A mostly sung-through rock musical, Murder Ballad follows the emergent love triangle between a trio of New Yorkers. Sara loves hard rock and hard drink and in bad boy bartender Tom, finds a passionate but unhealthy sexual connection. Poet Michael is about as different as they can get but it is to him that Sara eventually turns, but though a husband and then daughter has its conventional appeal, she can’t quite kick the habit of the violent Tom. And as we’re told from the beginning, someone’s gonna die.
Juliana Nash’s music has an authentic rock feel to it, especially as played by Sean Green’s band, though it could usefully introduce a little more tonal variety. But Julia Jordan’s book has bigger weaknesses with so compressed a timeline, neither Tom nor Michael are afforded any kind of meaningful characterisation aside from their attraction to Sara and for all the noisy dramatics and heightened emotion, the plot ends up fairly hollow.
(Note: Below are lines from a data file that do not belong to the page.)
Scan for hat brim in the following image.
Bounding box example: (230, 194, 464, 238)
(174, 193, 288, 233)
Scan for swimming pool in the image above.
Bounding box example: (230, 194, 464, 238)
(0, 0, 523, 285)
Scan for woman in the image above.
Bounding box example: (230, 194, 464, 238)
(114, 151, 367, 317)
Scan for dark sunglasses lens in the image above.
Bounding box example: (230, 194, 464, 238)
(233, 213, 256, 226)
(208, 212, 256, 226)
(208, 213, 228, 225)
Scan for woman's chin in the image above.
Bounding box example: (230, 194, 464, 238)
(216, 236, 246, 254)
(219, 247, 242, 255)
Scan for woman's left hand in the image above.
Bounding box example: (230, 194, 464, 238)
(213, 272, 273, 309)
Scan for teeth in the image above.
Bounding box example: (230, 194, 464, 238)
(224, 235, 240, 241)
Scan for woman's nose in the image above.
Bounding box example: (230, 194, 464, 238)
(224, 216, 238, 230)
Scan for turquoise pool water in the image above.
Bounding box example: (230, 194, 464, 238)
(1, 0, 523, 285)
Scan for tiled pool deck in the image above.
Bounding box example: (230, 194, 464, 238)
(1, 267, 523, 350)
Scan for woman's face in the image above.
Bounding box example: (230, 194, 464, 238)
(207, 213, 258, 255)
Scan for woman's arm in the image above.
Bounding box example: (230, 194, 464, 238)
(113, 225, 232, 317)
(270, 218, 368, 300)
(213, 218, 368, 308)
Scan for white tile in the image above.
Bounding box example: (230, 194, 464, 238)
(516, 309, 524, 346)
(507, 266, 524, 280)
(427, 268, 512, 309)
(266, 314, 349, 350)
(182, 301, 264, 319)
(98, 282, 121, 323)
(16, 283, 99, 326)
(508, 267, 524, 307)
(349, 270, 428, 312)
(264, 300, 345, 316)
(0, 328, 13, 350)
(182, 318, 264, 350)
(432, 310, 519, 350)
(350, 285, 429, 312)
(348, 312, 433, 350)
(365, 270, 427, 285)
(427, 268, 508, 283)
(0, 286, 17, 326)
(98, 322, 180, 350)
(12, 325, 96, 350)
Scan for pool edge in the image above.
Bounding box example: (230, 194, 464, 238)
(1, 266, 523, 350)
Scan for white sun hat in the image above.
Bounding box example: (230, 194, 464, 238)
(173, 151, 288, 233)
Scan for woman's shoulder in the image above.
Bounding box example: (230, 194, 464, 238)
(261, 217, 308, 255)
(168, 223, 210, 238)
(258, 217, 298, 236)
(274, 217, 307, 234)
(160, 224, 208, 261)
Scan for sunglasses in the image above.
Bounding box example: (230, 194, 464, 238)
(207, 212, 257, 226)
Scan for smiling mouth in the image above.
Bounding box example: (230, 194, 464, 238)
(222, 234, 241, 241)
But all is not lost, far from it, and that’s where Yates comes in. Casting his show to the hilt lends it real musical heft in the form of bona fide stars Karimloo and Kerry Ellis as Tom and Sara, Norman Bowman is good as nice-guy-with-a-dark-side Michael and the cherry on the cake (or should that be shamrock in the Guinness) is Victoria Hamilton-Barritt’s sensational turn as the narrator of all that occurs, a role that only increases in importance.
So a bit of a mixed bag, but it’s good to see contemporary musical theatre stretching itself and to get to see the glee with which Ellis and Karimloo attack these songs, a world away from the roles for which they are both best known.